Release Date
April 3, 1999
Christopher Nolan
Christopher Nolan
Distributed By
Momentum Pictures
Crime, Mystery, Thriller
Rated R for language and some violence
69 minutes


Before Inception, The Dark Knight, The Prestige, or even Memento, there was Following. Christopher Nolan’s illustrious career started from two small films, Doodlebug and The Following, both directed, shot, and edited by Christopher Nolan. To understand the man Nolan is today, you must first understand where he came from.

With the hand of a true artist, Nolan creates an affluent (or tributary) worthy of feeding the prominent work the director is known for today. Following was Christopher Nolan’s “baby”. The film is shot on 16mm black-and-white film stock. Taking a year to make, using actors with weekly day jobs, Nolan used his home of London, England as the backdrop for the film.

The film follows “the Young Man” (as credited) played by fellow Englander, Jeremy Theobald, as he walks the streets of London trying to be inspired. An out of work writer, the man “follows” random bystanders just to see where they go. Not until he breaks one of his own rules does the plot of the film truly start to structure. The man he follows twice, Cobb (a named used in Inception), played by Alex Haw, makes his living breaking into homes and hocking the valuables. Cobb’s true passion, however, lies in the “art” of rifling through personal belongings and violating the victims’ sense of privacy in order for them to appreciate the unappreciated. (“You take it away, and show them what they had.”)

Like Nolan’s following venture Memento, Following plays with the structure of time and non-linear storytelling. With a haircut involved, the main character appears in different settings as the story unravels from each glimpse back and forth in time, all of which leads up to the shocking truth at the end.

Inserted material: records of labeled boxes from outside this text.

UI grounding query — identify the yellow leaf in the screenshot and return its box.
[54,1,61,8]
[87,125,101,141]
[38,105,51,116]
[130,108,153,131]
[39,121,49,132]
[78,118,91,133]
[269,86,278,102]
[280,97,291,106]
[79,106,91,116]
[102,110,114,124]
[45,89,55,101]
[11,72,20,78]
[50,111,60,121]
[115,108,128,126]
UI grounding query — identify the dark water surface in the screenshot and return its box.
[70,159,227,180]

Clocking in at approximately 69 minutes, the film is very short, but packs a punch. Any longer and the film’s pendulum story structure would begin to suffer. Unsure of whether the black-and-white aspect works for the 1999 film, my conclusion is as such: Following was not meant to be a commercial success. Nolan more than likely had a passion for film and wanted to create a story worth telling with the tricks and suave that he solidified in what are now his commercial successes. Having wished the story focused more on the “following” aspect of the film and not the rule breaking fallout, the black-and-white medium was the least of my worries.

From Following to Inception, Christopher Nolan has completely revolutionized the aspects of film he set out to create, leaving a canyon-sized fissure between the quality of Following and the quality of Inception. Both films are “babies” of Nolan’s and both carry some of the same themes throughout, but one has become a mega summer blockbuster and the other stands as Nolan‘s early art-film. Had Following been his most recent film, it would has failed to find an audience, but with more than a decade since Nolan’s start, Following makes you strongly ponder what Nolan will accomplish in the next ten years. Every director must have a first film and Following was truly not a bad place for Nolan to start.